Department of Neurology, University Hospital Basel, Petersgraben, Basel, Switzerland.
J Neurol. 2012 Jul;259(7):1375-82. doi: 10.1007/s00415-011-6361-x. Epub 2012 Jan 6.
Persistent black holes (PBH) are associated with axonal loss and disability progression in multiple sclerosis (MS). The objective of this work was to determine if BHT-3009, a DNA plasmid-encoding myelin basic protein (MBP), reduces the risk of new lesions becoming PBH, compared to placebo, and to test if pre-treatment serum anti-MBP antibody levels impact on the effect of BHT-3009 treatment. In this retrospective, blinded MRI study, we reviewed MRI scans of 155 MS patients from a double-blind, randomized, phase II trial with three treatment arms (placebo, 0.5 and 1.5 mg BHT-3009). New lesions at weeks 8 and 16 were tracked at week 48 and those appearing as T1-hypointense were classified as PBH. A subset of 46 patients with available pre-treatment serum anti-MBP IgM levels were analyzed separately. Overall, there was no impact of treatment on the risk for PBH. However, there was a significant interaction between anti-MBP antibodies and treatment effect: patients receiving 0.5 mg BHT-3009 showed a reduced risk of PBH with higher antibody levels compared to placebo (p < 0.01). Although we found no overall reduction of the risk for PBH in treated patients, there may be an effect of low-dose BHT-3009, depending on the patients' pre-treatment immune responses.

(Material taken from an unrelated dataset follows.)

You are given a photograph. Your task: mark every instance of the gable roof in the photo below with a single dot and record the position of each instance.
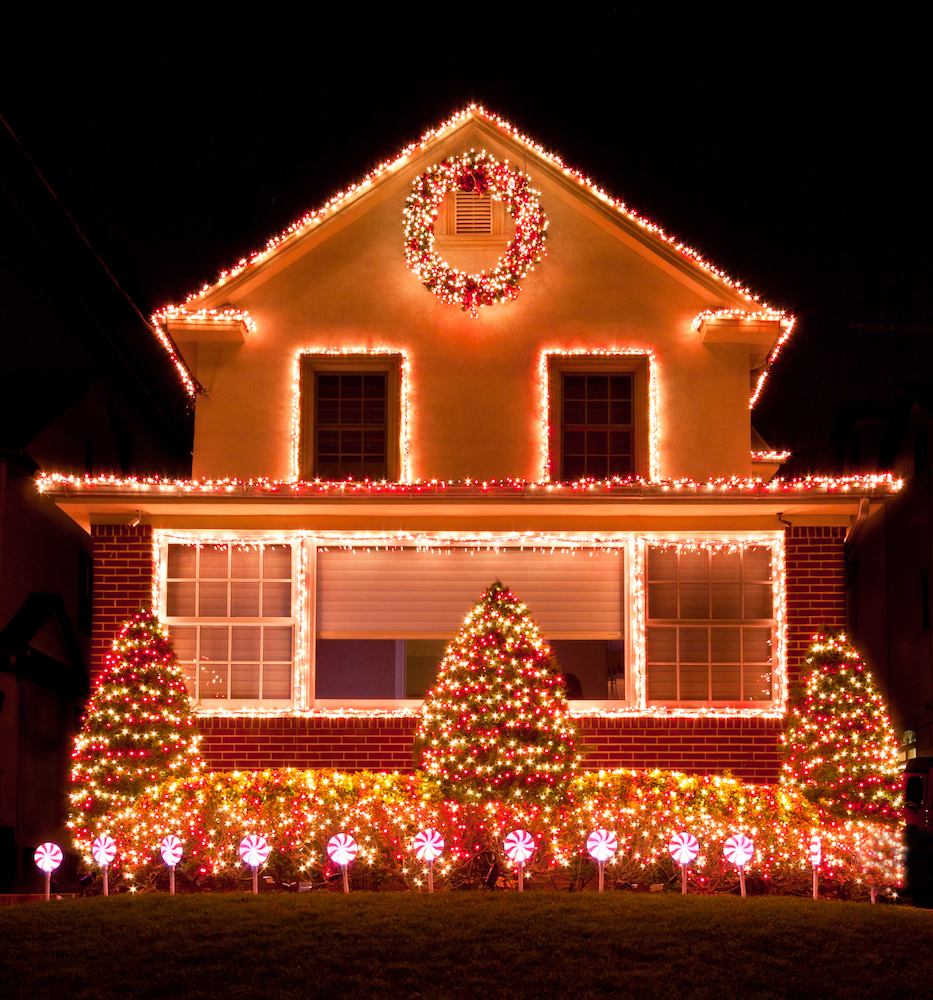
(212, 303)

持续性黑洞(PBH)与多发性硬化症(MS)中的轴突损失和残疾进展有关。这项工作的目的是确定与安慰剂相比,编码髓鞘碱性蛋白(MBP)的 DNA 质粒 BHT-3009 是否降低了新病变发展为 PBH 的风险,并测试治疗前血清抗 MBP 抗体水平是否影响 BHT-3009 治疗的效果。在这项回顾性、盲法 MRI 研究中,我们回顾了来自一项双盲、随机、二期试验的 155 名 MS 患者的 MRI 扫描,该试验有三个治疗组(安慰剂、0.5 和 1.5mg BHT-3009)。在第 48 周追踪第 8 周和第 16 周出现的新病变,表现为 T1 低信号的病变被归类为 PBH。对 46 名有治疗前血清抗 MBP IgM 水平的患者进行了单独分析。总体而言,治疗对 PBH 的风险没有影响。然而,抗 MBP 抗体与治疗效果之间存在显著的相互作用:与安慰剂相比,接受 0.5mg BHT-3009 治疗的患者在抗体水平较高时 PBH 的风险降低(p<0.01)。尽管我们在接受治疗的患者中没有发现 PBH 风险总体降低,但低剂量 BHT-3009 可能会根据患者的治疗前免疫反应产生影响。